In May 2021, the Commissioner of Inland Revenue changed the source from which she obtains the foreign currency exchange rates from Bloomberg to the Reserve Bank of New Zealand. As a result, the number of rates published by the Inland Revenue has decreased. This change prompted Inland Revenue to release a determination FX 21/01 on foreign exchange rates at the end of last year. Deloitte provided a submission on the draft version of the determination during public consultation and we are pleased to see many of Deloitte’s submission points incorporated. Importantly, the final determination clarifies the point that alternative sources of exchange rates can still be used subject to keeping appropriate records and so acknowledges the reality of modern business practice.
This determination only applies to situations where a foreign currency amount is required to be converted to New Zealand currency (NZD) to calculate a taxpayer’s New Zealand income tax liability, and neither the Income Tax Act 2007 nor the Commissioner has prescribed a currency conversion method or a foreign exchange rate source. For example, the determination does not apply to the financial arrangements rules, foreign investment fund rules, and controlled foreign company rules, as they each have their own specified currency conversion methods and exchange rate sources. Similarly, the Goods and Services Tax Act 1985 generally prescribes that the consideration for a supply should be converted to NZD at the time of supply.

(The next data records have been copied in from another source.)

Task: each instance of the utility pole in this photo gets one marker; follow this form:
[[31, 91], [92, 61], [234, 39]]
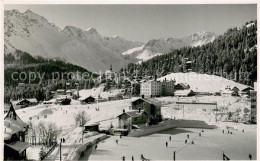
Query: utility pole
[[216, 112]]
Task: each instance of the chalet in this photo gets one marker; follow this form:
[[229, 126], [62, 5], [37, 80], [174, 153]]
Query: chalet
[[87, 100], [18, 104], [184, 93], [23, 86], [63, 101], [230, 91], [181, 86], [14, 136], [91, 127], [246, 91], [61, 92], [151, 105], [130, 119], [32, 101]]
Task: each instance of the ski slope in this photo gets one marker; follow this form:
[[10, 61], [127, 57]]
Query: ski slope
[[202, 82]]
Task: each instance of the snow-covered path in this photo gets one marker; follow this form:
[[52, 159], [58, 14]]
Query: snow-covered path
[[209, 146]]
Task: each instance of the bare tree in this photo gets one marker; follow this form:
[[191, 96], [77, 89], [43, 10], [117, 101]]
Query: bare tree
[[81, 118]]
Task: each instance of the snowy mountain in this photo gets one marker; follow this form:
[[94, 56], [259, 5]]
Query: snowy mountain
[[202, 82], [157, 47], [34, 34]]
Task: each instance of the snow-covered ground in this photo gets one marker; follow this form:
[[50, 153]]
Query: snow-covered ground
[[63, 117], [202, 82], [209, 146]]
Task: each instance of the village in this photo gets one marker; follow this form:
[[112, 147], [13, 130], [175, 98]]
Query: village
[[73, 123]]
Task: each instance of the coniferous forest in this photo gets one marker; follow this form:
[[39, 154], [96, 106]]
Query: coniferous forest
[[232, 55]]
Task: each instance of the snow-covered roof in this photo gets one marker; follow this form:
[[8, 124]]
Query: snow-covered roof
[[18, 146], [151, 101], [60, 90], [183, 92], [202, 82], [32, 100], [92, 124], [227, 92], [134, 113]]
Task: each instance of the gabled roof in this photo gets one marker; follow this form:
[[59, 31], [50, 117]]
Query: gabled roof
[[18, 146], [92, 124], [134, 113], [183, 92], [12, 123], [227, 92], [150, 101], [83, 98], [184, 85], [247, 89]]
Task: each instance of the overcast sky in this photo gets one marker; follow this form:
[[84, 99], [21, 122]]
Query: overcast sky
[[145, 22]]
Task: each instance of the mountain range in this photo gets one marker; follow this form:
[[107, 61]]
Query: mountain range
[[32, 33]]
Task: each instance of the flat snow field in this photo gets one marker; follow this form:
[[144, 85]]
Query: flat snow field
[[209, 146]]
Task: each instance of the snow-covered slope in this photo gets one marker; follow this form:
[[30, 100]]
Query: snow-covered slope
[[32, 33], [157, 47], [203, 82]]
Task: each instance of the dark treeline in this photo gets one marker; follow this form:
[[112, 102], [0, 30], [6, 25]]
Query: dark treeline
[[232, 55], [49, 74], [19, 62]]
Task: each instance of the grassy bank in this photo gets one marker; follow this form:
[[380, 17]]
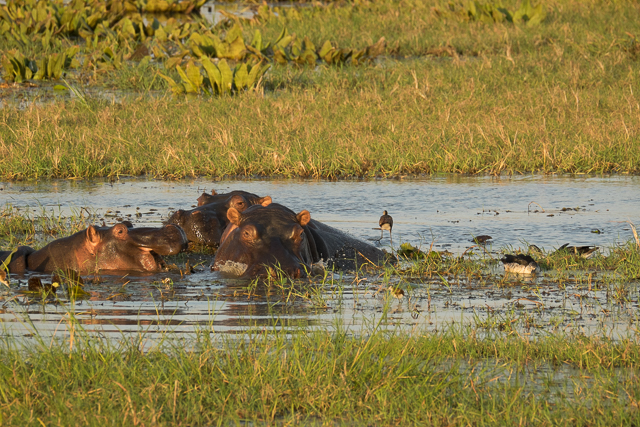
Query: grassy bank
[[406, 118], [453, 95], [448, 378]]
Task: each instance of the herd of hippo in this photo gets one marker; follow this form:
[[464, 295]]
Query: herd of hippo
[[254, 237]]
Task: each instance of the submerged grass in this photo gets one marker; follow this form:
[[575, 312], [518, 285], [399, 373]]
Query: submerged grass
[[275, 377]]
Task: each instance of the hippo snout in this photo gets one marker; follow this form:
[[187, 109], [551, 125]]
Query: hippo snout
[[177, 239]]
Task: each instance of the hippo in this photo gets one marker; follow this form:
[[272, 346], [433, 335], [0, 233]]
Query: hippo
[[206, 223], [102, 248], [215, 197], [261, 238]]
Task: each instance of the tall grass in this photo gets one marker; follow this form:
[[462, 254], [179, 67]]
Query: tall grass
[[385, 378], [408, 118], [453, 96]]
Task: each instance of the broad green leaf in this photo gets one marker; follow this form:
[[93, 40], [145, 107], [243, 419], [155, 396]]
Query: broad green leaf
[[257, 40], [188, 86], [234, 33], [325, 49], [41, 74], [215, 78], [283, 40], [193, 73], [236, 49], [241, 77], [226, 76]]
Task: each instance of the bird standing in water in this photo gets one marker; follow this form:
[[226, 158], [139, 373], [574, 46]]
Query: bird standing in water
[[386, 223]]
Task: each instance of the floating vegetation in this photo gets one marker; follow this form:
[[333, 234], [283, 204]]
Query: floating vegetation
[[216, 79], [17, 68], [206, 59]]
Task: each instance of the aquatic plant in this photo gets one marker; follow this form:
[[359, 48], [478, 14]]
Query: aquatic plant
[[494, 11], [17, 68], [218, 78]]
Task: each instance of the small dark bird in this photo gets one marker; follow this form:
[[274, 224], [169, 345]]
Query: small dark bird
[[35, 285], [481, 240], [521, 264], [584, 251], [386, 223]]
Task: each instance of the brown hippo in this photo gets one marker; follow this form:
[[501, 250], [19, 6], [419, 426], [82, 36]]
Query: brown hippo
[[102, 248], [261, 238], [206, 223], [215, 197]]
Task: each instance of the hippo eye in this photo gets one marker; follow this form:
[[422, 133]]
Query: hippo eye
[[296, 234]]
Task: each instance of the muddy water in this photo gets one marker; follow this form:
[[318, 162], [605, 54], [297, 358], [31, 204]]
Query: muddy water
[[446, 210]]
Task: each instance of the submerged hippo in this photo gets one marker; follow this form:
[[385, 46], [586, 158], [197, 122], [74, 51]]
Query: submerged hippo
[[102, 248], [206, 223], [214, 197], [261, 238]]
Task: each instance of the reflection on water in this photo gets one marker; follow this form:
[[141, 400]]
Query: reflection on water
[[447, 210]]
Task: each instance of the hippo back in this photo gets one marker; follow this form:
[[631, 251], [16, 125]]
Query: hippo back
[[340, 250]]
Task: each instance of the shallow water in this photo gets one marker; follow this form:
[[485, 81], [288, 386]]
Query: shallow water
[[447, 210]]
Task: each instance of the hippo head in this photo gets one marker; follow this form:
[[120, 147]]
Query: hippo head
[[123, 248], [110, 248], [261, 240], [214, 197], [206, 223]]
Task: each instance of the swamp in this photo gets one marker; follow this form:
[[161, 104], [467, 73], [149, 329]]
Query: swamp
[[483, 127]]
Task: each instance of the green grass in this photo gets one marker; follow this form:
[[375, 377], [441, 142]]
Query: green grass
[[460, 96], [385, 378]]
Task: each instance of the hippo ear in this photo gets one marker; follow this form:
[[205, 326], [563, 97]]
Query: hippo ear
[[265, 201], [234, 216], [303, 217], [92, 235]]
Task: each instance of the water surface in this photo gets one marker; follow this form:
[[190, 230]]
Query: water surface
[[444, 210]]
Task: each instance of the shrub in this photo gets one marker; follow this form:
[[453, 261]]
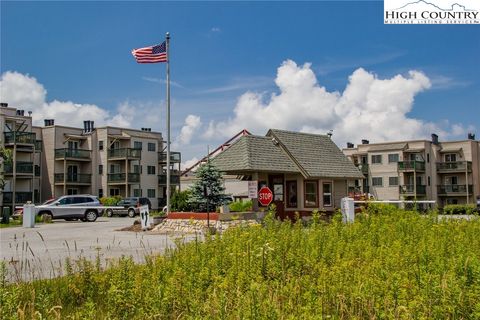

The sources approved under this determination are the rates published on the Inland Revenue website, the Reserve Bank of New Zealand, as well as rates provided by another country’s central bank. Nevertheless, Inland Revenue is aware that there are reasons, such as long-established practices, integration with accounting software or the need to reduce compliance costs, where taxpayers may still prefer to choose their own rate sources and methods of conversion. In this case, taxpayers need to ensure the rate they use is appropriate given the nature of the transaction. The source of the rates used must be consistent over time. If a source is changed, records must be kept to show why a change in rate has been made.
Daily rates published by the above mentioned sources are approved where a rate is required for a particular day. If the date is falls on a weekend, the daily rate for the preceding day can be used. Any timing mismatches resulting from different time zones will be disregarded.
The determination also approves the mid-month rate, the end-of-month rate, and the rolling average rate as additional conversion methods, where the sources above are used. Where foreign income is derived and foreign expenditure is incurred regularly throughout a period, using mid-month, end-of-month or rolling average rates is likely to be appropriate. However, significant, and one-off transactions should be converted at a daily rate.
Because there are less currencies quoted by the Reserve Bank, the statement provides guidance on how to find a rate (e.g. calculating a cross-rate). The other point to note is the level of accuracy required under this determination in that rates should be calculated to the nearest 4th decimal place.